The business world is certainly a different place compared to what it looked like maybe ten years ago. Advancements in technology have led to more efficient ways of working, allowing businesses to become more responsive and proactive to both internal and external challenges. But whilst more than two thirds of employees are working longer hours than they were two years ago, only 10% think they are more productive.
This is where flexible working has stepped in and revolutionized the way we see the working day.
So we decided to look at the ways in which flexible working actually improves workforces around the nation and increases productivity.
The importance of flexibility in business
“A comfort zone is a beautiful place, but nothing ever grows there.” – Unknown
Ready for Change
The core reasons to implement flexible working policies surround the idea that businesses need to be change-ready, possessing the ability to anticipate new methods and adapt quickly. This ‘smart working’ philosophy puts businesses in a position of control being that issues can be resolved remotely and information can be shared globally. To achieve agility, your business must be able to operate outside of a stagnant office. By responding to digital trends and having the structural capacity to move fast will increase productivity in the sense that you’re providing staff with the technology they desire and need.
Out of Hours
Unsurprisingly, just under half of all employees (47%) want more control over their work patterns, with the CIPD speculating that this may derive from the fact that working extra hours alongside fixed contracts has become the ‘unwritten norm’. Whilst many cite they do so to meet customer demand, 14% do it to coincide with their preferred pace of working. This presents employers with a nice opportunity to leverage the fact that 45% of employees engage in work matters outside of their core hours. Whether it’s subconsciously checking emails or finishing an urgent task in the comfort of their own home, people are servicing their organization when it’s not necessarily required – which is brilliant news for business. Offering flexible working solutions creates a culture where your staff are happy to associate work with private lives, which in turn boosts productivity.
Research has shown that advanced technologies in the workplace foster a more unified, transparent and collaborative culture. Collaboration between your workforce is crucial for effective communication and organizational efficiency to thrive, creating a more enjoyable company culture to inspire motivation. The improvements in regards to a better work-life balance and time management generally reduce stress levels, so it’s interesting to find out that 56% of employers saw a reduction in absenteeism after adopting flexible working practices. Having a business culture that enjoys turning up to work is something not many businesses can report.

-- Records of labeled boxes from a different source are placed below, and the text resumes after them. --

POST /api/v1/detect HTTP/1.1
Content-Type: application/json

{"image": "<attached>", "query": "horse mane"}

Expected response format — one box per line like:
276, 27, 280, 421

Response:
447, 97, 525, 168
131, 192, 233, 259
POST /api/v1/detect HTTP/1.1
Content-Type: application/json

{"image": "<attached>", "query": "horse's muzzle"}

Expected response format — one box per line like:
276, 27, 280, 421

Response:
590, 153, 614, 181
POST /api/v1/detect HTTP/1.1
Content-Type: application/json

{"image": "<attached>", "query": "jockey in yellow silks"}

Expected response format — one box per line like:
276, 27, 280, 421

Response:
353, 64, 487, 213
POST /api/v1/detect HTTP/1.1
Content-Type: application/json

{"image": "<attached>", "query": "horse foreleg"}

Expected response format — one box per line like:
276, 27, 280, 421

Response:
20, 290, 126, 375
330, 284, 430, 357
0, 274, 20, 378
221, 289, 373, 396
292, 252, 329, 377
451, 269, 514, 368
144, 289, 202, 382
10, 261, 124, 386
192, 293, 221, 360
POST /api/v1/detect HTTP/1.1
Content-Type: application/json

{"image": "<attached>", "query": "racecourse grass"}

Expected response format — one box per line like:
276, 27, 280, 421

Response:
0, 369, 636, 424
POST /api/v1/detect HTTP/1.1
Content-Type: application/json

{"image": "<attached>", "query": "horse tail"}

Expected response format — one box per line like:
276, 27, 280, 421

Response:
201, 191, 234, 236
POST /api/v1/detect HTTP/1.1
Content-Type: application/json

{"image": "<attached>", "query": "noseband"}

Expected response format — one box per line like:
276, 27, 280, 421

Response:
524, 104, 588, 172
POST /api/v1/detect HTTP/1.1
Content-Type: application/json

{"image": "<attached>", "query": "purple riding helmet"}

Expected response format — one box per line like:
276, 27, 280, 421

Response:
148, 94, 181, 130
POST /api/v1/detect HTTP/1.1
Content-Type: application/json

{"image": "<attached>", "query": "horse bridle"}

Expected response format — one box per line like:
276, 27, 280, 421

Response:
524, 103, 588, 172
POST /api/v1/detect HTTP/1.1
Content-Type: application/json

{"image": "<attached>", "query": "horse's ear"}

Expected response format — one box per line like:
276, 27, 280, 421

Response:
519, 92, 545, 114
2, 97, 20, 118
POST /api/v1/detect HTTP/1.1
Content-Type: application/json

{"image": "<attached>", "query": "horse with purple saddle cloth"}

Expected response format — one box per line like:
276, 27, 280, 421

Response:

Empowering employees with a flexible approach to working is proven to drive down operational costs. A YouGov poll conducted in 2013 found that flexible working can save British businesses £34bn a year. If your business has employees who operate largely out of the office, you can save money on office space, equipment and energy costs, all whilst contributing to the environment by reducing the carbon footprint of your workforce. The lack of commute time for employees that work from home is a real productivity booster being that they can begin work without having endured stress propelled by train delays or traffic jams.
Studies show that organizations that offer workplace flexibility have less absenteeism and turnover, and higher levels of engagement and productivity. Again, it comes down to control. We all need to feel in control of our lives, and by working with talent on flexibility, you grant them real control. They feel trusted and valued, and their investment in the work, and in the organization, grows.
Many organizations today view workplace flexibility as a strategic move, not an employee benefit. The bottom line is that progressive companies have an easier time attracting and retaining talent. People with a lot to offer want to work at companies that treat them like adults and have empathetic, energetic, progressive cultures. On a more prosaic level, telecommuting can save costs on supplies, real estate, and utilities. Unilever, for example, permits 100,000 employees — virtually its entire workforce except for factory workers — to work anytime, anywhere, as long as the work gets done.
Truly engaged employees don’t leave the job behind when they’re off the clock. They carry their current projects with them 24/7, and are always open to new inspiration or insight. Ideas are all around us. Employees who are telecommuting, or working on schedules that they helped design, are out in the world more, open to input, away from an office environment where stagnation can set in. An employee with a well-rounded, active life will bring value-add to any job, and may well find inspiration – that can then be brought to the project at-hand — in surprising places.
For many employees, inflexibility may simply be a lack of confidence in work skills. Concerns about stepping out of one’s comfort zone and making a mistake are very real fears. Nobody wants to look stupid or incompetent. It’s important that everybody understands the necessity to work together and each other’s roles so that they can fill in for each other. Flexibility is good for the long-term future of your business and it’s good for team morale and cohesion.